ともかく浴衣に着替えたあたしと閃那の二人、時間も十分あって急ぐこともないから歩いて町へ向かうことにした。
 叡那さんとねころ姉さんは行く予定はないみたいで、エリスさんは夏休みに入ってからは里帰りしてることもあって二人きり。
「家族以外でお祭り行くのはじめてですし楽しみです」
 他に人の姿のない田畑の間にある道を歩く中、手を繋いで隣を歩く閃那がそんなこと言ってくるんだけど、あたしは完全にはじめてになる。
「お祭りといえば…あぁ、残念です」
 って、いきなりため息ついてきた?
「何よ、いきなり」
「いえ、ちょっと…ううん、とっても残念なこと思い出しちゃったんです。私が返ってくるのがほんのもうちょっとはやかったらアサミーナとかなさまの初ライブのあるお祭りに行くことができたかもしれないのに、って」
「…誰よ、それは」
「誰って、私が一番大好きな声優さんたちですっ。ちょうどこっちの時代でまさに今発売したゲームがデビュー作でして…」
 熱弁する彼女だけど、そういえば何かゲームってのを最近熱心にやってたっけ。
「…まぁいいです。それは返す返すも残念ですけど、来月会えるはずですからそっちを楽しみにしておきます」
「ふぅん…」
「何他人事みたいな反応してるんです、ティナさんも一緒に行くんですからね」
「…は?」
 ちょっと戸惑っちゃったけど、どうも来月一緒に行くって約束した東京方面への旅行に関係するみたい。
 世界一周したときは魔法で空飛んでったけど、それはそんなことせず今の世界の手段で行くことになってるからはじめての遠出ってことになるのかしらね。

 今日はそんな遠出じゃなくって、いつも通ってる学校のそば、今の世界の基準では小さいらしい町の一角。
 お店などの建ち並んでる、あたしもこれまで何度かきたことのある場所が普段とは違った様子になってた。
「何かさらに小さなお店ができてる?」
「はい、あれは屋台っていってお祭りのときに出る出店ですよ」
 普段のお店の前にそんなものがたくさん並んでた。
「人も結構いっぱいいるわね…こんなたくさん人がいるの、全校集会とか以外だとはじめて見るかも」
 お店のある通りは普段は歩道と車道に分かれてて車道はもちろん自動車の走る場所になってるんだけど、今日は歩道が屋台で潰れてるためってわけでもないだろうけど車道を人が歩く様になってる。
 で、そこを歩く人や屋台を見る人たちでかなり賑やかになってて、こんな賑やかなの見るのはそうそうなかったことかも。
「何ていってもお祭りですから。でも、来月私たちが行く場所はもっとずっと、比較にならないくらい人ごみになりますからここでちょっと慣れといてくださいね」
「そ、そうなの…」
 東京のほうは人が多いってのは解ってるんだけど、それでもそれはどんなのなのか…今までのあたしの送ってきた過去もあって、人が多い場所ってのは確かに慣れてないしちょっと苦手かも。
「大丈夫ですよ、こうやって私が一緒にいますから」
 そんなあたしの気持ちを見透かされたのか彼女がぎゅっと手を握ってきた。
「浴衣姿のティナさんは素敵で周囲の視線も集めちゃいがちですけど、私が一緒ですからそんな人たち近づけさせませんし!」
「…は?」
 確かにここにきてからちょっと視線を感じたりするけど、それは閃那のこと見てるんでしょ…。
 それに、そういう視線も感じるだけでそれ以上のことは何も起こらなさそうだし、もしも何かあってもあたしが閃那を護るから…ってちょっと目が鋭くなりすぎたみたいで、こっちを気にしてきてた人の一人と目が合ったら逃げる様にどっか行っちゃった。

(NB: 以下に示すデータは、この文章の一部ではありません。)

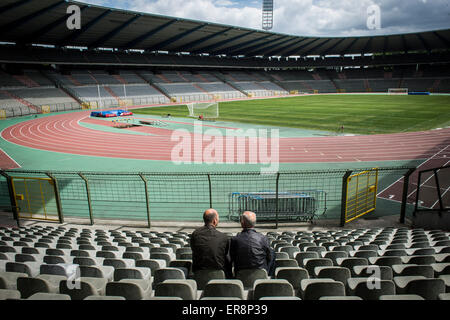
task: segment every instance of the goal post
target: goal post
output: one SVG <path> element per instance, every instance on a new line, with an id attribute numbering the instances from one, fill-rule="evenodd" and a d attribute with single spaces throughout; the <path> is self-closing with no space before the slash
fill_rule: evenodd
<path id="1" fill-rule="evenodd" d="M 219 118 L 219 103 L 217 101 L 211 102 L 193 102 L 188 103 L 189 117 L 203 119 L 217 119 Z"/>
<path id="2" fill-rule="evenodd" d="M 389 88 L 389 95 L 408 94 L 408 88 Z"/>

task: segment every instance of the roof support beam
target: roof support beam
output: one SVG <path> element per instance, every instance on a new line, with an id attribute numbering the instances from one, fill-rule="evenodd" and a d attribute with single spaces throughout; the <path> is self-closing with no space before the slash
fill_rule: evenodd
<path id="1" fill-rule="evenodd" d="M 201 24 L 199 26 L 196 26 L 195 28 L 187 30 L 187 31 L 185 31 L 183 33 L 180 33 L 180 34 L 178 34 L 178 35 L 176 35 L 176 36 L 174 36 L 172 38 L 169 38 L 169 39 L 167 39 L 167 40 L 165 40 L 163 42 L 157 43 L 157 44 L 155 44 L 155 45 L 153 45 L 153 46 L 151 46 L 149 48 L 146 48 L 146 50 L 147 51 L 161 50 L 164 47 L 168 46 L 169 44 L 171 44 L 171 43 L 173 43 L 175 41 L 178 41 L 178 40 L 186 37 L 187 35 L 195 32 L 197 30 L 200 30 L 201 28 L 205 27 L 206 25 L 207 25 L 206 23 L 203 23 L 203 24 Z"/>
<path id="2" fill-rule="evenodd" d="M 233 53 L 238 53 L 238 54 L 243 54 L 243 55 L 251 55 L 251 53 L 253 52 L 257 52 L 259 48 L 261 47 L 265 47 L 273 42 L 278 42 L 280 40 L 282 40 L 283 38 L 286 38 L 287 36 L 284 36 L 282 38 L 277 38 L 277 39 L 272 39 L 269 41 L 264 41 L 262 43 L 258 43 L 256 45 L 253 45 L 251 47 L 247 47 L 246 49 L 236 49 L 236 50 L 227 50 L 228 53 L 233 54 Z M 242 46 L 240 46 L 242 48 Z"/>
<path id="3" fill-rule="evenodd" d="M 450 41 L 448 41 L 447 39 L 445 39 L 443 36 L 441 36 L 437 31 L 434 31 L 433 34 L 439 38 L 439 40 L 441 40 L 446 46 L 447 48 L 450 47 Z"/>
<path id="4" fill-rule="evenodd" d="M 139 45 L 140 43 L 144 42 L 145 40 L 147 40 L 148 38 L 150 38 L 151 36 L 157 34 L 158 32 L 164 30 L 165 28 L 167 28 L 168 26 L 174 24 L 175 22 L 177 22 L 178 19 L 173 19 L 170 20 L 169 22 L 164 23 L 163 25 L 156 27 L 153 30 L 150 30 L 149 32 L 137 37 L 136 39 L 131 40 L 130 42 L 124 44 L 121 49 L 130 49 L 130 48 L 135 48 L 137 45 Z"/>
<path id="5" fill-rule="evenodd" d="M 286 44 L 286 43 L 288 43 L 288 42 L 291 42 L 293 39 L 292 39 L 292 37 L 290 38 L 290 39 L 287 39 L 287 40 L 284 40 L 284 41 L 282 41 L 282 42 L 279 42 L 279 43 L 275 43 L 275 44 L 273 44 L 273 45 L 271 45 L 271 46 L 269 46 L 269 47 L 267 47 L 267 48 L 262 48 L 261 50 L 259 50 L 259 52 L 258 51 L 251 51 L 251 52 L 247 52 L 246 53 L 246 55 L 253 55 L 253 54 L 258 54 L 258 55 L 263 55 L 263 56 L 265 56 L 265 53 L 266 52 L 273 52 L 273 51 L 276 51 L 276 52 L 278 52 L 276 49 L 274 49 L 274 48 L 279 48 L 280 47 L 280 45 L 283 45 L 283 44 Z"/>
<path id="6" fill-rule="evenodd" d="M 352 42 L 350 42 L 350 44 L 349 44 L 347 47 L 345 47 L 344 50 L 342 50 L 342 55 L 347 54 L 347 53 L 348 53 L 348 50 L 350 50 L 350 48 L 353 47 L 353 45 L 354 45 L 354 44 L 356 43 L 356 41 L 358 41 L 358 40 L 359 40 L 359 38 L 356 38 L 356 39 L 354 39 Z"/>
<path id="7" fill-rule="evenodd" d="M 330 41 L 331 41 L 331 39 L 327 39 L 327 40 L 323 41 L 322 43 L 319 43 L 319 44 L 315 45 L 314 47 L 312 47 L 311 49 L 309 49 L 308 51 L 306 51 L 306 52 L 304 53 L 304 55 L 307 56 L 309 53 L 311 53 L 311 51 L 314 51 L 314 50 L 316 50 L 316 49 L 322 47 L 323 45 L 327 44 L 327 43 L 330 42 Z"/>
<path id="8" fill-rule="evenodd" d="M 311 38 L 308 38 L 308 39 L 305 39 L 305 40 L 311 40 Z M 316 41 L 319 41 L 319 38 L 316 38 L 316 39 L 314 39 L 313 41 L 310 41 L 310 42 L 308 42 L 308 43 L 306 43 L 306 44 L 303 44 L 303 45 L 301 45 L 301 46 L 299 46 L 299 47 L 296 47 L 296 48 L 294 48 L 294 49 L 292 49 L 292 50 L 286 52 L 286 53 L 285 53 L 285 56 L 289 57 L 289 56 L 293 55 L 294 53 L 298 53 L 299 50 L 302 50 L 302 49 L 305 48 L 306 46 L 308 46 L 308 45 L 310 45 L 311 43 L 314 43 L 314 42 L 316 42 Z M 298 54 L 298 55 L 301 56 L 301 54 Z"/>
<path id="9" fill-rule="evenodd" d="M 118 26 L 114 30 L 112 30 L 109 33 L 105 34 L 100 39 L 98 39 L 98 40 L 94 41 L 93 43 L 89 44 L 88 47 L 89 48 L 101 47 L 105 42 L 107 42 L 109 39 L 111 39 L 112 37 L 114 37 L 115 35 L 120 33 L 123 29 L 127 28 L 130 24 L 135 22 L 140 17 L 142 17 L 142 16 L 140 14 L 138 14 L 138 15 L 134 16 L 133 18 L 128 19 L 128 21 L 126 21 L 125 23 L 121 24 L 120 26 Z"/>
<path id="10" fill-rule="evenodd" d="M 88 31 L 90 28 L 95 26 L 98 22 L 100 22 L 103 18 L 105 18 L 107 15 L 109 15 L 112 12 L 112 10 L 108 9 L 104 11 L 102 14 L 100 14 L 97 18 L 92 19 L 89 21 L 84 27 L 82 27 L 80 30 L 72 32 L 69 36 L 65 37 L 64 39 L 61 39 L 58 41 L 57 45 L 63 47 L 66 45 L 70 45 L 72 41 L 75 41 L 78 39 L 83 33 Z"/>
<path id="11" fill-rule="evenodd" d="M 6 6 L 0 7 L 0 14 L 5 13 L 12 9 L 18 8 L 20 6 L 23 6 L 24 4 L 27 4 L 28 2 L 31 2 L 31 1 L 32 0 L 22 0 L 19 2 L 13 2 L 13 3 L 7 4 Z"/>
<path id="12" fill-rule="evenodd" d="M 178 52 L 182 52 L 182 51 L 190 51 L 189 49 L 191 49 L 191 48 L 193 48 L 193 47 L 195 47 L 195 46 L 198 46 L 199 44 L 201 44 L 201 43 L 203 43 L 203 42 L 205 42 L 205 41 L 208 41 L 208 40 L 211 40 L 211 39 L 213 39 L 213 38 L 215 38 L 215 37 L 218 37 L 218 36 L 220 36 L 220 35 L 222 35 L 222 34 L 228 32 L 228 31 L 230 31 L 230 30 L 233 30 L 233 28 L 232 28 L 232 27 L 231 27 L 231 28 L 227 28 L 227 29 L 224 29 L 224 30 L 222 30 L 222 31 L 216 32 L 216 33 L 214 33 L 214 34 L 211 34 L 211 35 L 209 35 L 209 36 L 203 37 L 203 38 L 201 38 L 201 39 L 192 41 L 192 42 L 190 42 L 190 43 L 187 43 L 187 44 L 185 44 L 185 45 L 183 45 L 183 46 L 180 46 L 180 47 L 174 49 L 173 51 L 178 51 Z"/>
<path id="13" fill-rule="evenodd" d="M 403 44 L 403 51 L 405 53 L 408 53 L 409 49 L 408 49 L 408 43 L 406 41 L 405 35 L 402 34 L 402 44 Z"/>
<path id="14" fill-rule="evenodd" d="M 220 47 L 226 45 L 227 43 L 239 40 L 239 39 L 244 38 L 244 37 L 246 37 L 248 35 L 251 35 L 252 33 L 255 33 L 255 32 L 256 31 L 250 31 L 250 32 L 247 32 L 247 33 L 240 34 L 240 35 L 238 35 L 236 37 L 217 42 L 215 44 L 203 47 L 201 49 L 197 49 L 193 53 L 204 53 L 204 52 L 207 52 L 207 51 L 210 51 L 210 50 L 214 50 L 216 48 L 220 48 Z"/>
<path id="15" fill-rule="evenodd" d="M 367 52 L 367 51 L 369 51 L 369 48 L 370 48 L 370 46 L 372 45 L 372 40 L 373 40 L 372 37 L 369 37 L 369 38 L 368 38 L 368 40 L 367 40 L 367 42 L 366 42 L 366 45 L 365 45 L 364 48 L 362 49 L 361 56 L 364 56 L 364 54 L 366 54 L 366 53 L 373 53 L 373 52 Z"/>
<path id="16" fill-rule="evenodd" d="M 287 46 L 284 46 L 284 47 L 282 47 L 282 48 L 280 48 L 280 49 L 272 50 L 272 51 L 266 53 L 266 56 L 267 56 L 267 57 L 274 56 L 276 53 L 281 53 L 281 52 L 283 52 L 283 51 L 286 50 L 286 49 L 292 48 L 293 46 L 296 46 L 296 45 L 298 45 L 299 43 L 302 43 L 303 41 L 306 41 L 307 39 L 308 39 L 308 38 L 302 38 L 302 39 L 297 40 L 297 41 L 295 41 L 295 42 L 293 42 L 293 43 L 291 43 L 291 44 L 289 44 L 289 45 L 287 45 Z"/>
<path id="17" fill-rule="evenodd" d="M 64 1 L 64 0 L 56 2 L 56 3 L 54 3 L 54 4 L 52 4 L 52 5 L 48 6 L 48 7 L 45 7 L 43 9 L 38 10 L 38 11 L 30 13 L 29 15 L 26 15 L 26 16 L 24 16 L 22 18 L 19 18 L 19 19 L 14 20 L 14 21 L 12 21 L 10 23 L 4 24 L 4 25 L 0 26 L 0 34 L 5 34 L 5 33 L 8 33 L 8 32 L 11 32 L 11 30 L 14 30 L 15 28 L 20 27 L 21 25 L 27 23 L 28 21 L 33 20 L 34 18 L 37 18 L 37 17 L 39 17 L 39 16 L 41 16 L 41 15 L 43 15 L 43 14 L 45 14 L 45 13 L 47 13 L 47 12 L 53 10 L 53 9 L 59 7 L 60 5 L 62 5 L 64 3 L 66 3 L 66 1 Z"/>
<path id="18" fill-rule="evenodd" d="M 417 33 L 416 37 L 419 38 L 419 40 L 422 42 L 423 47 L 425 48 L 425 50 L 427 50 L 427 52 L 430 52 L 430 46 L 428 45 L 427 41 L 425 40 L 425 38 L 420 34 Z"/>
<path id="19" fill-rule="evenodd" d="M 83 12 L 85 9 L 89 8 L 89 6 L 83 6 L 82 8 L 80 8 L 80 12 Z M 37 40 L 40 37 L 42 37 L 43 35 L 47 34 L 48 32 L 50 32 L 51 30 L 55 29 L 57 26 L 59 26 L 62 23 L 65 23 L 67 21 L 67 19 L 71 16 L 71 13 L 66 14 L 65 16 L 59 18 L 58 20 L 55 20 L 54 22 L 47 24 L 45 26 L 43 26 L 42 28 L 36 30 L 35 32 L 33 32 L 31 35 L 29 35 L 26 38 L 23 38 L 19 41 L 19 43 L 23 43 L 23 44 L 27 44 L 32 42 L 33 40 Z"/>
<path id="20" fill-rule="evenodd" d="M 337 41 L 335 44 L 333 44 L 331 47 L 329 47 L 327 50 L 325 50 L 325 52 L 322 53 L 322 56 L 328 55 L 332 50 L 334 50 L 334 48 L 336 48 L 338 45 L 340 45 L 342 43 L 342 41 L 344 41 L 344 40 L 345 40 L 345 38 L 342 38 L 339 41 Z"/>
<path id="21" fill-rule="evenodd" d="M 384 43 L 383 43 L 383 54 L 386 54 L 386 50 L 387 50 L 387 43 L 388 43 L 388 37 L 384 37 Z"/>
<path id="22" fill-rule="evenodd" d="M 245 47 L 247 47 L 247 46 L 249 46 L 249 45 L 251 45 L 251 44 L 253 44 L 253 43 L 255 43 L 255 42 L 259 42 L 259 41 L 265 40 L 265 39 L 267 39 L 267 38 L 270 38 L 271 36 L 272 36 L 272 35 L 266 35 L 266 36 L 264 36 L 264 37 L 260 37 L 260 38 L 257 38 L 257 39 L 253 39 L 253 40 L 247 41 L 247 42 L 245 42 L 245 43 L 240 43 L 240 44 L 237 44 L 237 45 L 234 45 L 234 46 L 231 46 L 231 47 L 222 48 L 222 49 L 220 49 L 220 50 L 217 50 L 217 51 L 213 52 L 213 54 L 218 54 L 218 53 L 227 53 L 227 54 L 231 54 L 232 52 L 234 52 L 234 51 L 236 51 L 236 50 L 238 50 L 238 49 L 245 48 Z"/>

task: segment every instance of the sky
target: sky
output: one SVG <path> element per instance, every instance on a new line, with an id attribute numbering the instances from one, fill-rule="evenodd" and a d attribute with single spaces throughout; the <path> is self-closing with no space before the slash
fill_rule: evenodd
<path id="1" fill-rule="evenodd" d="M 171 17 L 262 29 L 263 0 L 79 0 Z M 274 0 L 271 31 L 365 36 L 450 28 L 450 0 Z"/>

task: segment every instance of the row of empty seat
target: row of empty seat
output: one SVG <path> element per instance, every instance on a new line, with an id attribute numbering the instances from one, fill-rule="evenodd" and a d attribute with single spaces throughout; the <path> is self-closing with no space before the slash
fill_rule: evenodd
<path id="1" fill-rule="evenodd" d="M 229 234 L 232 236 L 233 234 Z M 275 275 L 192 272 L 189 233 L 34 226 L 0 230 L 3 299 L 449 299 L 443 231 L 268 232 Z"/>

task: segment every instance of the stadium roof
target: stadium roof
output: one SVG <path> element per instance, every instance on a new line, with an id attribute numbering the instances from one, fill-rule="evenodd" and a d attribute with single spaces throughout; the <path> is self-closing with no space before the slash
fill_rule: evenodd
<path id="1" fill-rule="evenodd" d="M 66 25 L 70 5 L 82 28 Z M 2 0 L 0 41 L 227 56 L 308 56 L 448 50 L 450 29 L 400 35 L 302 37 L 111 9 L 67 0 Z"/>

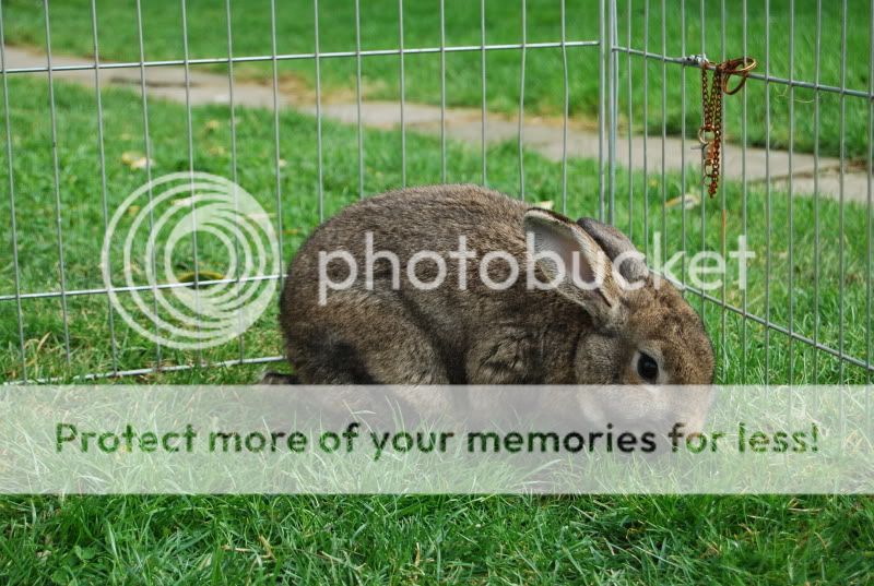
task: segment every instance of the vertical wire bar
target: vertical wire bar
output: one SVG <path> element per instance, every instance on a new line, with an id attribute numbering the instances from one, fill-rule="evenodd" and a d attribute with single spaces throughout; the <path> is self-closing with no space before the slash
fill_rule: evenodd
<path id="1" fill-rule="evenodd" d="M 867 91 L 874 94 L 874 0 L 869 4 Z M 874 101 L 867 103 L 867 215 L 865 217 L 865 383 L 871 384 L 871 212 L 874 174 Z M 865 390 L 865 412 L 871 421 L 871 388 Z"/>
<path id="2" fill-rule="evenodd" d="M 401 187 L 406 187 L 406 119 L 404 118 L 404 107 L 406 106 L 406 80 L 403 62 L 403 0 L 398 0 L 398 46 L 400 48 L 400 74 L 401 74 Z"/>
<path id="3" fill-rule="evenodd" d="M 485 76 L 485 0 L 480 0 L 480 46 L 482 47 L 482 51 L 480 52 L 480 70 L 482 71 L 483 81 L 483 128 L 482 128 L 482 137 L 481 144 L 483 148 L 483 187 L 488 186 L 488 176 L 486 174 L 486 125 L 487 125 L 487 115 L 486 111 L 486 76 Z"/>
<path id="4" fill-rule="evenodd" d="M 605 70 L 606 70 L 606 23 L 604 4 L 610 0 L 598 2 L 599 24 L 599 62 L 598 62 L 598 219 L 604 220 L 604 112 L 606 107 Z"/>
<path id="5" fill-rule="evenodd" d="M 626 45 L 628 49 L 631 48 L 631 21 L 634 21 L 634 12 L 631 7 L 631 0 L 628 0 L 628 17 L 626 19 Z M 635 226 L 635 215 L 634 215 L 634 195 L 635 195 L 635 181 L 634 181 L 634 156 L 631 155 L 631 144 L 634 141 L 634 81 L 631 75 L 631 51 L 628 51 L 628 238 L 634 241 L 634 226 Z"/>
<path id="6" fill-rule="evenodd" d="M 771 375 L 771 88 L 770 0 L 765 0 L 765 384 Z"/>
<path id="7" fill-rule="evenodd" d="M 838 379 L 843 384 L 843 168 L 847 156 L 847 141 L 845 133 L 847 131 L 847 95 L 843 91 L 847 89 L 847 0 L 841 2 L 841 19 L 840 19 L 840 120 L 838 121 L 840 134 L 840 175 L 839 175 L 839 201 L 840 210 L 838 211 L 838 263 L 840 264 L 840 280 L 841 286 L 838 288 Z"/>
<path id="8" fill-rule="evenodd" d="M 680 0 L 680 55 L 686 55 L 686 0 Z M 683 255 L 680 258 L 680 275 L 686 286 L 686 68 L 680 68 L 680 231 Z"/>
<path id="9" fill-rule="evenodd" d="M 823 0 L 816 0 L 816 33 L 814 38 L 813 92 L 813 345 L 819 344 L 819 60 L 822 56 Z M 819 384 L 819 352 L 813 352 L 813 382 Z"/>
<path id="10" fill-rule="evenodd" d="M 616 127 L 618 123 L 618 69 L 619 55 L 616 52 L 616 38 L 618 17 L 616 15 L 616 0 L 610 2 L 610 215 L 607 222 L 616 223 Z"/>
<path id="11" fill-rule="evenodd" d="M 231 177 L 234 181 L 234 212 L 239 214 L 239 193 L 237 193 L 236 186 L 238 182 L 237 174 L 237 113 L 236 105 L 234 103 L 234 40 L 232 35 L 232 17 L 231 17 L 231 0 L 225 0 L 225 19 L 227 21 L 227 100 L 231 107 Z M 234 253 L 239 258 L 239 242 L 234 240 Z M 285 267 L 280 267 L 282 274 L 285 274 Z M 280 278 L 283 278 L 282 276 Z M 239 274 L 235 284 L 237 295 L 240 292 Z M 239 331 L 243 332 L 243 308 L 237 309 L 237 324 Z M 244 336 L 237 336 L 239 340 L 239 359 L 246 357 L 246 343 Z"/>
<path id="12" fill-rule="evenodd" d="M 364 199 L 364 128 L 362 124 L 362 9 L 355 0 L 355 106 L 358 113 L 358 199 Z"/>
<path id="13" fill-rule="evenodd" d="M 649 0 L 643 2 L 643 52 L 649 53 Z M 649 63 L 646 57 L 640 61 L 643 64 L 643 255 L 649 258 Z"/>
<path id="14" fill-rule="evenodd" d="M 725 61 L 725 59 L 728 58 L 728 56 L 725 55 L 725 20 L 727 20 L 727 17 L 725 17 L 725 0 L 722 0 L 721 3 L 720 3 L 720 33 L 721 33 L 720 47 L 721 47 L 721 51 L 722 51 L 722 61 Z M 720 108 L 722 109 L 722 113 L 720 115 L 720 118 L 721 118 L 721 120 L 725 120 L 725 103 L 724 103 L 724 100 L 720 100 Z M 720 150 L 721 150 L 722 153 L 724 153 L 725 152 L 725 133 L 724 132 L 720 135 L 719 140 L 720 140 L 720 143 L 721 143 L 720 144 Z M 728 212 L 725 211 L 725 170 L 724 169 L 722 170 L 722 181 L 720 181 L 720 184 L 719 184 L 719 192 L 720 192 L 720 207 L 721 207 L 721 212 L 722 212 L 722 225 L 721 225 L 721 228 L 720 228 L 720 243 L 722 244 L 721 253 L 722 253 L 722 259 L 723 259 L 723 262 L 724 262 L 724 260 L 729 258 L 729 255 L 728 255 L 728 244 L 725 242 L 725 230 L 727 230 L 725 226 L 727 226 L 727 222 L 728 222 L 727 220 Z M 725 307 L 725 297 L 728 296 L 728 284 L 727 284 L 727 280 L 728 279 L 725 278 L 725 275 L 723 275 L 723 277 L 722 277 L 722 308 L 721 308 L 720 315 L 719 315 L 720 335 L 721 335 L 721 338 L 722 338 L 722 349 L 721 349 L 721 352 L 722 352 L 722 379 L 723 379 L 722 382 L 725 382 L 725 380 L 724 380 L 725 379 L 725 371 L 728 370 L 728 364 L 729 364 L 729 355 L 728 355 L 727 345 L 725 345 L 725 339 L 727 339 L 727 332 L 725 332 L 725 330 L 727 330 L 727 321 L 725 320 L 727 320 L 727 315 L 728 315 L 728 312 L 729 312 L 728 308 Z"/>
<path id="15" fill-rule="evenodd" d="M 9 217 L 12 237 L 12 270 L 15 283 L 15 310 L 19 319 L 19 349 L 21 350 L 21 380 L 27 380 L 27 352 L 24 348 L 24 313 L 21 309 L 21 267 L 19 265 L 19 228 L 15 223 L 15 177 L 12 164 L 12 121 L 9 113 L 9 74 L 7 73 L 3 5 L 0 3 L 0 70 L 3 77 L 3 118 L 7 131 L 7 164 L 9 165 Z"/>
<path id="16" fill-rule="evenodd" d="M 279 61 L 276 59 L 276 0 L 270 0 L 270 49 L 273 65 L 273 168 L 275 170 L 275 190 L 276 190 L 276 240 L 280 249 L 280 289 L 285 279 L 285 260 L 284 260 L 284 246 L 282 238 L 282 180 L 280 177 L 280 168 L 282 166 L 282 157 L 280 153 L 280 75 L 279 75 Z"/>
<path id="17" fill-rule="evenodd" d="M 140 95 L 142 97 L 142 110 L 143 110 L 143 148 L 145 151 L 145 179 L 149 189 L 146 192 L 149 193 L 149 231 L 151 232 L 154 229 L 155 225 L 155 217 L 154 212 L 152 211 L 152 141 L 149 137 L 149 98 L 147 93 L 145 91 L 145 39 L 143 37 L 143 11 L 142 11 L 142 3 L 141 0 L 137 0 L 137 39 L 139 41 L 140 48 Z M 152 271 L 154 273 L 155 268 L 155 251 L 154 248 L 152 249 L 151 258 L 149 262 L 152 264 Z M 157 315 L 157 284 L 152 284 L 152 311 L 155 315 Z M 162 348 L 161 342 L 158 342 L 158 326 L 157 321 L 155 321 L 155 369 L 161 370 L 161 361 L 162 361 Z"/>
<path id="18" fill-rule="evenodd" d="M 316 61 L 316 166 L 319 174 L 319 222 L 324 220 L 324 179 L 322 175 L 321 144 L 321 55 L 319 52 L 319 0 L 312 0 L 312 33 Z"/>
<path id="19" fill-rule="evenodd" d="M 61 280 L 61 312 L 63 314 L 63 347 L 67 366 L 70 367 L 70 318 L 67 311 L 67 270 L 63 262 L 63 225 L 61 220 L 60 164 L 58 163 L 58 113 L 55 109 L 55 80 L 51 74 L 51 25 L 48 17 L 48 0 L 43 0 L 46 12 L 46 58 L 48 64 L 48 104 L 51 121 L 51 164 L 55 178 L 55 225 L 57 227 L 58 263 Z"/>
<path id="20" fill-rule="evenodd" d="M 668 155 L 668 13 L 664 3 L 662 0 L 662 266 L 668 264 L 668 177 L 664 160 Z"/>
<path id="21" fill-rule="evenodd" d="M 101 96 L 101 47 L 97 36 L 97 1 L 91 0 L 91 34 L 94 38 L 94 97 L 97 100 L 97 148 L 101 159 L 101 202 L 103 203 L 103 228 L 107 232 L 109 226 L 109 205 L 106 192 L 106 147 L 103 137 L 103 98 Z M 107 251 L 108 253 L 108 251 Z M 107 254 L 107 261 L 109 256 Z M 107 271 L 109 267 L 107 267 Z M 118 373 L 118 343 L 116 340 L 116 321 L 113 301 L 107 296 L 106 311 L 109 321 L 109 345 L 113 354 L 113 374 Z"/>
<path id="22" fill-rule="evenodd" d="M 522 38 L 524 39 L 524 36 Z M 524 47 L 522 50 L 524 51 Z M 446 183 L 446 0 L 440 0 L 440 182 Z M 524 188 L 522 192 L 524 193 Z"/>
<path id="23" fill-rule="evenodd" d="M 525 157 L 522 151 L 525 127 L 525 53 L 528 44 L 525 0 L 522 0 L 522 62 L 519 68 L 519 199 L 525 200 Z"/>
<path id="24" fill-rule="evenodd" d="M 565 0 L 562 0 L 562 74 L 564 81 L 564 111 L 562 118 L 562 213 L 567 214 L 567 118 L 570 103 L 570 88 L 568 87 L 567 75 L 567 26 Z"/>
<path id="25" fill-rule="evenodd" d="M 194 258 L 194 311 L 200 314 L 200 261 L 198 259 L 198 211 L 194 203 L 194 132 L 191 124 L 191 71 L 188 63 L 188 13 L 186 3 L 188 0 L 180 0 L 182 10 L 182 70 L 185 72 L 185 112 L 186 127 L 188 129 L 188 172 L 190 181 L 191 198 L 191 252 Z M 200 321 L 194 327 L 200 332 Z M 197 350 L 198 366 L 203 366 L 203 349 Z"/>
<path id="26" fill-rule="evenodd" d="M 744 56 L 748 55 L 747 52 L 747 5 L 746 0 L 743 0 L 743 5 L 741 7 L 743 11 L 743 53 Z M 742 193 L 742 213 L 743 216 L 743 237 L 746 239 L 746 235 L 748 232 L 747 227 L 747 190 L 746 190 L 746 84 L 744 84 L 744 88 L 741 91 L 741 97 L 743 101 L 741 103 L 741 107 L 743 108 L 743 116 L 741 120 L 741 190 Z M 739 262 L 746 262 L 746 260 L 739 260 Z M 747 280 L 749 277 L 747 277 Z M 742 284 L 743 289 L 741 290 L 741 307 L 743 309 L 743 315 L 741 319 L 741 383 L 746 384 L 746 363 L 747 363 L 747 345 L 746 345 L 746 322 L 747 322 L 747 296 L 746 296 L 746 283 Z"/>
<path id="27" fill-rule="evenodd" d="M 700 2 L 700 17 L 701 17 L 701 55 L 707 55 L 707 32 L 705 31 L 705 25 L 707 23 L 706 13 L 705 13 L 705 0 Z M 701 104 L 701 119 L 704 119 L 704 104 Z M 704 150 L 701 150 L 701 176 L 704 176 Z M 707 199 L 708 195 L 705 192 L 704 181 L 700 183 L 700 196 L 701 196 L 701 251 L 707 249 Z M 705 297 L 704 288 L 701 288 L 701 320 L 705 319 L 705 302 L 707 298 Z"/>
<path id="28" fill-rule="evenodd" d="M 794 368 L 794 313 L 795 313 L 795 291 L 793 288 L 793 248 L 794 248 L 794 210 L 793 202 L 794 191 L 792 184 L 792 155 L 795 146 L 795 86 L 792 81 L 795 79 L 795 0 L 789 0 L 789 279 L 787 286 L 789 287 L 789 323 L 787 324 L 789 331 L 789 376 L 788 382 L 792 384 L 793 368 Z"/>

「…そういえば、これだけ人がいるけどあたしたちの学校の生徒はいなさそう、かもね?」
 普段の学校での様子からいたら声かけられそうな気もするんだけど、そんなこともない。
「それはそうかもですねぇ…学校の皆さん、寮生がほとんどですし、そんな人たちはほとんど帰省してたりしますからこっちにいる人はほとんどいないと思います」
 そうそう、みんな結構遠くからきてるみたいで、そのために学生寮に入ってっるみたい…あたしみたいに家がこの町にあるのに学生寮に入るってのは珍しいのかもね。
「まぁ他の人のことはどうでもいいじゃありませんか、お祭りを楽しみましょう」
「…ま、それもそうね」
 とはいえ、私にとってはじめてとなるものだから、何をどうすればいいのか全然解んない。
「じゃ、閃那、何するかは任せるわ」
「はい、任されましたっ」
 満面の笑顔を向けられた…けど。
「…でも、さっきも言ったみたいに私も家族以外の人とお祭りとかくるのはじめてで…」
 ちょっと顔を曇らせてしまう。
 彼女が元いた時代だとかなり特別扱いされてたみたいであたしほどじゃないにしても孤独だったみたいだものね…。
「…そんなの気にしないで閃那がしたい様にすればいいでしょ。あたしも付き合ってあげるから」
「ティナさん…はいっ。それじゃさっそく…」
 彼女はまた笑顔になって、繋いでる手を引っ張ってくるのだった。